Emaar may seek refinancing options: Rasmala

Published
By Vicky Kapur

UAE investment bank Rasmala on Wednesday cut the target price of Dubai-based real estate giant Emaar Properties on what it termed “weak international handovers outlook.” The bank, however, maintained a ‘Buy’ rating on the firm “as valuation looks attractive at current levels and Emaar currently trades near our recurring income portfolio valuation of Dh2.44”.

In addition, the bank said that it reckons Emaar will seek refinancing options to service Dh12.2 billion worth of debt repayments, planned capital expenditure and interest payments between now and the end of next year. “Emaar has debt repayments of about Dh6.7bn over 2H11-2012. We expect the company to incur capex of Dh2.6bn on its projects and operating expenses and interest cost of Dh2.9bn in the same period. Thus, the total cash requirement is Dh12.2bn in 2H11-2012,” analyst Saud Masud at Rasmala wrote in the report.
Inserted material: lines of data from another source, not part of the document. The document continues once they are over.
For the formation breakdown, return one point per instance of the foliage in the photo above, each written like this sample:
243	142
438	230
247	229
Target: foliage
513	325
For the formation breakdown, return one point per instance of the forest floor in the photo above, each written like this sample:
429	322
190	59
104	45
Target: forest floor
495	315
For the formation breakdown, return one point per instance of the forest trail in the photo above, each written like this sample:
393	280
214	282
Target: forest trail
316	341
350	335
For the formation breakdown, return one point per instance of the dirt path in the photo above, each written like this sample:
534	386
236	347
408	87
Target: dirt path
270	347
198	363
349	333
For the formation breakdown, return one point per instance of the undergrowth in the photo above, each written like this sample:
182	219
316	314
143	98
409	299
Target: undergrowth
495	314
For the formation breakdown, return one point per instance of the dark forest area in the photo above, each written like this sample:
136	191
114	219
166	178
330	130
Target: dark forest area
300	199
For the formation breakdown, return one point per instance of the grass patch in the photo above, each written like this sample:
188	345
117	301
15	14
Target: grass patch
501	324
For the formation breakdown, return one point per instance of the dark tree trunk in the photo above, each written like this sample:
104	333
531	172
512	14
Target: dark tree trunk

“We expect Emaar to generate Dh7.7bn cash from its operations, which along with existing cash and FDs would result in a total liquidity of Dh12.9bn. Considering a minimum dividend payout of 10 per cent (Dh0.6bn), we estimate a total near-term refinancing requirement of about Dh1bn, although Emaar has denied recent media reports that the company is looking at financing options,” the investment bank said.

Rasmala also noted that Emaar has “a refinancing option of about Dh2.6bn in 2012, but any attempt to refinance beyond this could signal deeper stresses, which may lead us to revisit our thesis.” The bank expects the property major to continue to experience execution headwinds in light of the uncertain global macroeconomic environment.”

Therefore, it reckons Emaar’s “international handovers to materialise considerably below management guidance.” Rasmala cut its 2011-13 international handovers revenue forecasts by an average 20 per cent per year, resulting in total revenue forecasts declining by an average 6 per cent per year.

“Our international units delivery forecasts are 25 per cent below management guidance in 2011-13. We also lower our gross margin forecasts from property sales by 400bp. Our lower revenue and gross margin forecasts result in an average EPS downgrade of 13.5 per cent in 2011-13. However, we maintain Buy as current valuation looks attractive and we expect Emaar’s strong recurring income portfolio to act as a potential floor, accounting for 81 per cent of the target price and 92 per cent of the current price. Despite strong recurring income, the stock may remain challenged on headline macro risk, in our view,” it added.

The investment bank’s bear-case (worst-case) scenario implies a 24 per cent downside to Emaar’s current share price of Dh2.44 (target price Dh2.00) while its bull-case (best-case) scenario implies an upside potential of 40 per cent (target price Dh3.70) from the current price.